Niemand ist weggezogen

Niemand ist aus Galtür weggezogen. „Wer bei uns Wurzeln geschlagen hat, den reißt nichts heraus“, sagt der Bürgermeister: „Die Menschen im Ort sind nach dem Unglück sehr eng zusammengerückt. Inzwischen ist alles wieder wie vor der Lawine. Wir sind wieder ein normales Dorf. Den Zusammenhalt gibt es, genauso wie den Streit.“

 

Februar 1999 - Was noch geschah

 

2. Februar: Gegen Bombenbauer Franz Fuchs beginnt am Grazer Straflandesgericht unter enormen Sicherheitsvorkehrungen der Prozess.

4. Februar: Über die Angst vor drohenden Computerpannen beim Jahreswechsel berichteten die OÖN bereits Anfang des Jahres.
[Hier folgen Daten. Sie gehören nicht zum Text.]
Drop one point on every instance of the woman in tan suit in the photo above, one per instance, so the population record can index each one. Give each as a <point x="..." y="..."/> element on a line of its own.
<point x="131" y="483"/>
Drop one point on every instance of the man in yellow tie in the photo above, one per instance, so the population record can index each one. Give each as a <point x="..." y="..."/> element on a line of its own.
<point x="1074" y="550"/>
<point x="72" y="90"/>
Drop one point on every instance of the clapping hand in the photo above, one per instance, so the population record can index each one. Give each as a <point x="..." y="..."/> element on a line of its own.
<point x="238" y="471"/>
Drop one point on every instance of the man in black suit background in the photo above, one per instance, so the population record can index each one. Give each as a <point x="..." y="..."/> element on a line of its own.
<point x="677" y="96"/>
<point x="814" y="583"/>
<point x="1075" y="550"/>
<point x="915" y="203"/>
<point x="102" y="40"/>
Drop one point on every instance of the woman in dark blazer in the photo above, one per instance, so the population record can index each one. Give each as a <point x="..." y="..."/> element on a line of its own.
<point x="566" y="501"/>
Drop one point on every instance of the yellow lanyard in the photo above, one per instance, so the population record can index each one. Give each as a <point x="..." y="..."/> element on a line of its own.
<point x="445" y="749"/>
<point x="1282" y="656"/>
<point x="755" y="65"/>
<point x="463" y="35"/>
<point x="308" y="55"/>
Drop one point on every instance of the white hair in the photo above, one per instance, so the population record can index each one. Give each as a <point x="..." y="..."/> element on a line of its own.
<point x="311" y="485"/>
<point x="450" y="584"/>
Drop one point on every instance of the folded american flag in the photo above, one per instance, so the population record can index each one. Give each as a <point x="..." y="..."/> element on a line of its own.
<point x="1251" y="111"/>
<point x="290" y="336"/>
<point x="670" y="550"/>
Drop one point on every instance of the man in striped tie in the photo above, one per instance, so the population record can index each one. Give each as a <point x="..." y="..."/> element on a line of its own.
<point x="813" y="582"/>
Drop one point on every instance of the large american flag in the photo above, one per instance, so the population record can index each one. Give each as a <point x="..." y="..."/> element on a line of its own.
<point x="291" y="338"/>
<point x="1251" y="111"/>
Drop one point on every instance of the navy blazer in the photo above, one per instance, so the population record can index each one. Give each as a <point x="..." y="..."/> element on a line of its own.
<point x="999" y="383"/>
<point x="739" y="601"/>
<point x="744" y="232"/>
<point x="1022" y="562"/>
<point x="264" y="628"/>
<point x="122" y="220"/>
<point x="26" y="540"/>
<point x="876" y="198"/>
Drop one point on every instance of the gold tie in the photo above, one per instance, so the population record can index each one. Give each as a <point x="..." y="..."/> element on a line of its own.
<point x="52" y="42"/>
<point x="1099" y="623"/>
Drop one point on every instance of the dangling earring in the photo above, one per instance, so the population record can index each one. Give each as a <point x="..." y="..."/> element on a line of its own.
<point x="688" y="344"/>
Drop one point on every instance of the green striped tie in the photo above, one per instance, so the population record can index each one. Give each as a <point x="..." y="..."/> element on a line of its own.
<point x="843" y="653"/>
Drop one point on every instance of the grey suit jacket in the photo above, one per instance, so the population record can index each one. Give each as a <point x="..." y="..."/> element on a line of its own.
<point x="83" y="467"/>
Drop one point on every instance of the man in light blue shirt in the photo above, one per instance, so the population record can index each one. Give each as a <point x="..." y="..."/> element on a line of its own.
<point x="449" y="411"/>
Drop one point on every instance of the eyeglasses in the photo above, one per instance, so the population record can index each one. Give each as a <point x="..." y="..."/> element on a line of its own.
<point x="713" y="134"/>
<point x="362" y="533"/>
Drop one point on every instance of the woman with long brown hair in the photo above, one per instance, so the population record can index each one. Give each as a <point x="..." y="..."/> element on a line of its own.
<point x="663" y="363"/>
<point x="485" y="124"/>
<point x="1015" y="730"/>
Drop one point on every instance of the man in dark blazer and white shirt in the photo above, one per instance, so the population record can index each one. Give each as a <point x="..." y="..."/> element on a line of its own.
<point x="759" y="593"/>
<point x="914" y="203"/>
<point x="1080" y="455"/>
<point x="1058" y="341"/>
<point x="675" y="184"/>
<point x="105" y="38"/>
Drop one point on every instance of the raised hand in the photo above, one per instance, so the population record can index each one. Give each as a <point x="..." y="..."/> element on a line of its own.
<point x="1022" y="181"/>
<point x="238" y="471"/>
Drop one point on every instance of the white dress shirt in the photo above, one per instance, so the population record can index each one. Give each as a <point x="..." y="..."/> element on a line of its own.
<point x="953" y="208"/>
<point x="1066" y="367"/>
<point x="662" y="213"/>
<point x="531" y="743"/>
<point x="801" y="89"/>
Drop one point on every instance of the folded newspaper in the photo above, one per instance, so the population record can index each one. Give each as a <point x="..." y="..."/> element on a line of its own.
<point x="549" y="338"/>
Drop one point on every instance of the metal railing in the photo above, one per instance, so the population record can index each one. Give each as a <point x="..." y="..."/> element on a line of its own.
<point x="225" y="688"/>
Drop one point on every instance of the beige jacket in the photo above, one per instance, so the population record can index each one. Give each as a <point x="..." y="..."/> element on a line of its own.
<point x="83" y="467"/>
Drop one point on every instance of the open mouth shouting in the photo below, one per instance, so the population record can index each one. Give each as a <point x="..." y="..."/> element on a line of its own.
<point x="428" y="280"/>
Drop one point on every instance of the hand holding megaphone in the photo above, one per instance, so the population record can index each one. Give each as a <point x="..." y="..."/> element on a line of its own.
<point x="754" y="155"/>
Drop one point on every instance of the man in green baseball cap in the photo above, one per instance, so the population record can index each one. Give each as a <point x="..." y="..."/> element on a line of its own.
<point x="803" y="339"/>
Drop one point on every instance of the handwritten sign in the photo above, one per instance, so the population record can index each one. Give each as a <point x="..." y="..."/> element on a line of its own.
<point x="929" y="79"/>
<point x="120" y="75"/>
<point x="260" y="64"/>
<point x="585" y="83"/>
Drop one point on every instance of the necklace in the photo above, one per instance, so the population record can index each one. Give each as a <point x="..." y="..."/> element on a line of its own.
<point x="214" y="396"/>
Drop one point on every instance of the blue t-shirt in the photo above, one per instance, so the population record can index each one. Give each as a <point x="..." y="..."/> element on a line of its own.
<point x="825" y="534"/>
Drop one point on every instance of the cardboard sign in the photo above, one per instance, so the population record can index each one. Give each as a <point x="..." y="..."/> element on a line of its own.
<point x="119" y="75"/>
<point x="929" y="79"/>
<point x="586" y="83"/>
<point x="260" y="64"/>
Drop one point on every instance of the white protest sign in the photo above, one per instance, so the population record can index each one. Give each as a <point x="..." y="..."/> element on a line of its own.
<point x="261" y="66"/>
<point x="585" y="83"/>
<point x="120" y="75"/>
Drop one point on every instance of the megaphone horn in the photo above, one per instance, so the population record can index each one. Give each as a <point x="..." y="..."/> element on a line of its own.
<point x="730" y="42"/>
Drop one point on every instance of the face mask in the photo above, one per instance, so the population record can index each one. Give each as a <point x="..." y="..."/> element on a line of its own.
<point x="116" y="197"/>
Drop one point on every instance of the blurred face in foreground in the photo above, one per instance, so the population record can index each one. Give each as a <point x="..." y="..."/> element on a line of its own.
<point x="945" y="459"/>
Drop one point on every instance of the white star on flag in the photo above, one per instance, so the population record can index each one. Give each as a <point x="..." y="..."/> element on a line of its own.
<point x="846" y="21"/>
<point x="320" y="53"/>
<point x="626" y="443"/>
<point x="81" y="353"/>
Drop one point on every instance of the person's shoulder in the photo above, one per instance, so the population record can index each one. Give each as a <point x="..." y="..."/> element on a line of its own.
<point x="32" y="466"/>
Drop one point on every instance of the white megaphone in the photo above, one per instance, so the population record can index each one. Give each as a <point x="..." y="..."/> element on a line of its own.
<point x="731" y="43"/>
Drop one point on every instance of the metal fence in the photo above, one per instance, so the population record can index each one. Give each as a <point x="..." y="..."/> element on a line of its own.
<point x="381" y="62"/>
Das US-Außenministerium warnte gar vor Flugreisen zu Silvester.

10. Februar: Im französischen Chamonix riss eine Lawine ein ganzes Feriendorf mit. 17 Häuser wurden zerstört. Zwölf Menschen – darunter vier Kinder – kommen ums Leben.

12. Februar: Im US-Senat endet das Amtsenthebungsverfahren gegen Präsident Bill Clinton. Für einen Schuldspruch kommt keine erforderliche Zweidrittelmehrheit zustande.

14. Februar: Die alpine Skiweltmeisterschaft in Vail endete für Österreich mit einem ausgezeichneten Ergebnis. Insgesamt errangen die rot-weiß-roten Rennläufer 13 Medaillen (5 Gold, 3 Silber und 5 Bronze).

17. Februar: Kurdenführer Abdullah Öcalan wird aus der griechischen Botschaft in Nairobi in die Türkei verschleppt. Weltweite Proteste durch Kurden sind die Folge. In Linz besetzen 25 Kurden die Zentrale der SPÖ.

27. Februar: Sensationeller Erfolg bei der Nordischen Ski-WM in der Ramsau. Die 4x10-km-Staffel der Herren holte Gold.